Game Concepts: Brand New vs. Elaboration/Combination
Something in the game is considered a brand new concept if the player has never seen it before. For example, in level 0, portals are seen for the very first time. However, in “Test Chamber 01”, portals are no longer static, but move automatically around the chamber. An existing concept (Portals) is elaborated on (Portals can move places).
- "I can walk through Portals" (Brand New)
- "I can pick up Cubes" (Brand New)
- "I can carry Cubes through Portals" (Elaboration/Combination)
Game Concept Breakdown by Level
At first glance, levels 6 and 16 seem like they might be the most difficult. However, upon further examination, they simply require more concepts to be learned. That learning is not necessarily more difficult, there is just more of it.
Reviewing level 16 in game, it combines things learned about safe objects (Cubes), with a new dangerous object (Turrets). But each stage of the Turret tutorial slowly reveals new information about the Turrets in a relatively safe way.
Examining the method by which the player must learn something in level 16, it is clear that most of the things to be learned in level 16 are not very dangerous.
Conversely, we can assume that levels that require no new learning might be the most difficult. Revisiting the game, and recalling the more difficult test chambers, Level 18 comes to mind.
Level 18 requires no new concepts be learned, and only one concept is elaborated on. But it combines nearly all concepts learned so far in a set of compound puzzles.
Overall Progression vs. Difficulty
Applying the above perspective to all levels, this suggests that levels 1, 9, 13, 14, 15, 17, 18, and 23 might be the most difficult.
As shown above, the predicted level difficulties were accurate (ish) in about 80% of the cases.

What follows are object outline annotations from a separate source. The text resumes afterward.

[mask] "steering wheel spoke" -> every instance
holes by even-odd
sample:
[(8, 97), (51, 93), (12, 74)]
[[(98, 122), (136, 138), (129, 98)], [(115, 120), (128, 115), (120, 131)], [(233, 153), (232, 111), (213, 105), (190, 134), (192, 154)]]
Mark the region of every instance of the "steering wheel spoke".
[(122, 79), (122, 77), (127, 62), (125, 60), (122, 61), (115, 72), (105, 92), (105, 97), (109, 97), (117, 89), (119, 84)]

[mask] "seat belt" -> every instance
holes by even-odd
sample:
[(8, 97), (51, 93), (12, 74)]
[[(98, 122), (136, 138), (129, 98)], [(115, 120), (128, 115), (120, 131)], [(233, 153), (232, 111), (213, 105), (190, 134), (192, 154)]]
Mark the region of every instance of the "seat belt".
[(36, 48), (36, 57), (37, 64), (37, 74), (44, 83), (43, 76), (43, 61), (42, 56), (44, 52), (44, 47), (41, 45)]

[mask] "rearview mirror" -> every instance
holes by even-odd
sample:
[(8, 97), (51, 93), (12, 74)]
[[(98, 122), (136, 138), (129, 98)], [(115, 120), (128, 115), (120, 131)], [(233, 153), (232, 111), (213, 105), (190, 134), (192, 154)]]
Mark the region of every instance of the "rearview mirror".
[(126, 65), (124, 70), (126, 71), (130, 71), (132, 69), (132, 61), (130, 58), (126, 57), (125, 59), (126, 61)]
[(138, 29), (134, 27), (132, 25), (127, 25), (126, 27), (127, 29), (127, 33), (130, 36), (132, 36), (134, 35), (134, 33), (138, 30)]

This is hard to judge accurately for a couple of reasons:
- I’ve played Portal a few times
- Level of difficulty is not binary
For others, using a scale like this may also prove difficult due to variation in game playing experience across genres, familiarity with the game being tested, and general tolerance level for challenge vs. frustration. There may also be difficulty in comparing results across individuals with disparate play experience and skill level.
Perceived Difficulty Factors
In the ratings above, the following elements were considered difficult:
- Actual timing-sensitive sequences (e.g. fast switching portals to move an Energy Pellet)

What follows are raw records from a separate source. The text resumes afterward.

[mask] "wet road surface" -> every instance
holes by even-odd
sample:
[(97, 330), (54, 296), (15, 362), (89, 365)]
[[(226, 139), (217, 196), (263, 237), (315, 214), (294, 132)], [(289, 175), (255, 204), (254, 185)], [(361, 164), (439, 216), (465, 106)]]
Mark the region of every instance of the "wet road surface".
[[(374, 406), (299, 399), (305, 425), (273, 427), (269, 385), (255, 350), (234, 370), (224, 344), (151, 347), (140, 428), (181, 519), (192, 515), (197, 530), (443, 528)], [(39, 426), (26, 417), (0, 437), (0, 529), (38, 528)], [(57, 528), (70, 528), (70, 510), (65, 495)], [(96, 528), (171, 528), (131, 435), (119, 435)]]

- Perceived timing-sensitive sequences (e.g. Boss Fight feels rushed even though there is loads of time)
- Long combinations that must be repeated if failure occurs (e.g. Looping Portal Flings)
- Sense of peril (e.g. Some late-game Turret encounters)
Portal is a game that feels good, and feels like it has a good progression. It feels challenging, but not frustrating. This progression/learning model is assumed to be effective because I like it, so breaking down the model into its structure and parts as rules to form a guide is a useful exercise. Applying these rules and structure to make a new systems-driven puzzle game seems sound (Note: In the sense of high-level design, not necessarily to make another game like Portal).
Applying this model to other games I like may help validate the model or identify common structures that can revise the model and improve the methods by which a new game is designed.